[FFmpeg-devel] [RFC] DXVA2 decoding and FFmpeg

Thu May 14 18:15:13 CEST 2015

On Thu, May 14, 2015 at 2:52 PM, Stefano Sabatini <stefasab at gmail.com> wrote:
> On date Thursday 2015-05-14 13:01:51 +0200, Stefano Sabatini encoded:
>> On date Tuesday 2015-05-12 15:54:17 +0200, Hendrik Leppkes encoded:
> [...]
>> > One limitation is as the manual said, it needs to be copied from the
>> > GPU to system memory. ffmpeg_dxva2.c does not implement a optimized
>> > copy function for this, it uses plain old memcpy.
>> > Intel introduced a new instruction for this in SSE4, MOVNTDQA, which
>> > is optimized for copying from USWC memory (Uncacheable Speculative
>> > Write Combining) to system memory. Using this may help speed up the
>> > process significantly, and VLC probably uses it.
>>
>> Now the question is, how would be possible to optimize GPU to CPU copy
>> to get an overall performance gain?
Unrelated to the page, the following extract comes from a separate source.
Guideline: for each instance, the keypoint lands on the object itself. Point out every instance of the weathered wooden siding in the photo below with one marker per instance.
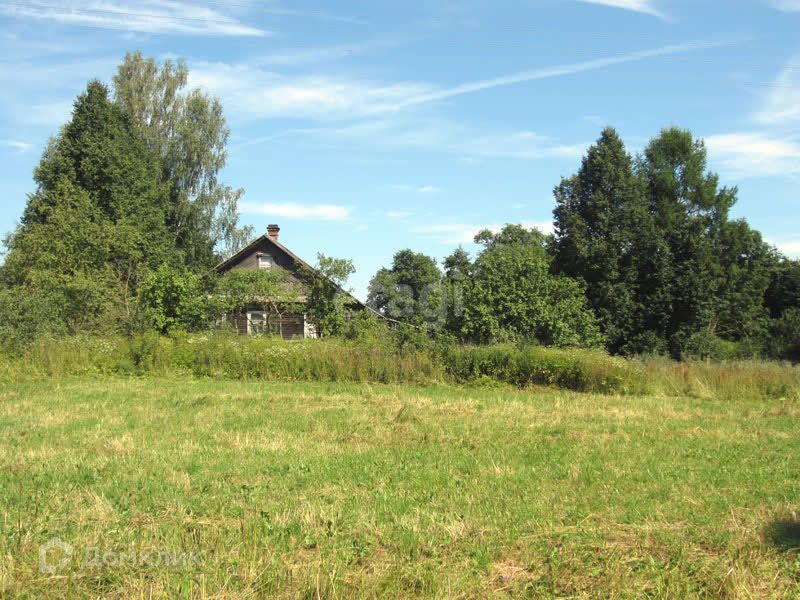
(290, 326)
At least VLC seems able to get
>> better performances when using HW decoding, but I'm not sure it is
>> copying decoded data back to the CPU (indeed it may perform direct
>> rendering).
>
> Self-reply:
> commit 62107e563f979c638f9a5f58cdfd5639d9c63ac7
> Author: Laurent Aimar <fenrir at videolan.org>
> Date:   Tue Nov 17 01:09:43 2009 +0100
>
>     Improved performance when copying video surface in dxva2.
>
> That is, VLC is using optimized GPU->CPU copy when the relevant SSE2
> instructions are available.

Actually the real proper instructions are SSE4.1, using SSE2 would
only be a small advantage over memcpy.

- Hendrik